Aaron是一名保鏢,聽他講講他的工作內(nèi)容吧。
Todd: So Aaron, in Canada you're a bouncer.
Aaron: Yeah, that's right. I'm a bouncer.
Todd: A lot of people might not know, what is a bouncer? What is a bouncer's job?
Aaron: A bouncer! The bouncer is actually a name that, I guess it's called a colloquialism. Bouncer is not our actual job description. We're security. But a bouncer comes from the fact that we bounce people out of the bar. So we check around and make sure that the liquor laws are being enforced in the bar and that if people are being rough or rowdy or too drunk, we ask them to leave, and if they don't leave voluntarily, then we physically remove them.
Todd: So as a bouncer are you always getting in fights with the clientele?

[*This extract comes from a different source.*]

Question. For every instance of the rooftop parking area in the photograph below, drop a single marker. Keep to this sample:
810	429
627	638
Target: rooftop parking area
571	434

Aaron: People always ask me, "Well, how many fights have you been in?" and I guess it depends on your description of a fight because I've been in over 500 fights but I've only been hit maybe four or five times because I'm breaking up a fight and then that person is angry at someone else but they're also fighting me to stay in the bar or towards someone, so I've been involved in 500 altercations, I guess you call them.
Todd: So, it you've been in that many fights, or whatever, when it happens do you get your adrenaline going? Do you get really nervous or is it just like, "Ah, normal."
Aaron: Well, it's kind of funny because I play football in university and it's kind of like being in a football game. You know, there are periods of rest, you know where you're sitting there and you're not doing anything and you're just being pretty basically and there's about five or six seconds where it's just crazy. What happens in that five or six seconds can be really important, so I was a head bouncer for quite a while, and I had to hire and fire quite few guys and a lot of it based on those five or six seconds, you know, how a guy reacts.
Todd: So what's a good reaction?
Aaron: Well, a good reaction is usually if you're trying to talk someone out whose drunk, is you're talking first, and I always refer to it as a switch, there comes a point when you need to be physical and there's shouldn't be a gradual move up as a bouncer. You're talking to someone, you're talking to someone, and then there's an incident, a moment where you realize it's not going to be talked out, and you need to flip your switch and get physical right away, no questions asked and by physical, you know, my background is in wrestling and judo for that sort of thing so I'm not a puncher or kicker or striker so for me that's subdueing someone and draging them out. Yeah, I don't want to go too indepth here there are guys that have different roles on my crew as well. There was a guy who was a really chirpy guy who liked to yak a lot and there was a guy who was big and thick headed and intimidating and guys like me who don't really look that intimidating but are solid, and there's usually one guy, you don't really want more than one on my crew, who was the loose cannon who would, someone's yipping at him, would punch him in the face.
Todd: And you don't want that? You don't want a loose cannon?
Aaron: I don't want -- well, that's the problem. Sometimes I do because you get those incidents where there's a guy who won't go out any other way except for a fight and you need your loose cannon to shut him up and the rest of his crew, and usually it just takes one shot from the loose cannon and then within five or six seconds everything is taken care of. The other guys are there. People are taken out. YOu never want a loose cannon on his own. YOu want him in a pair with someone.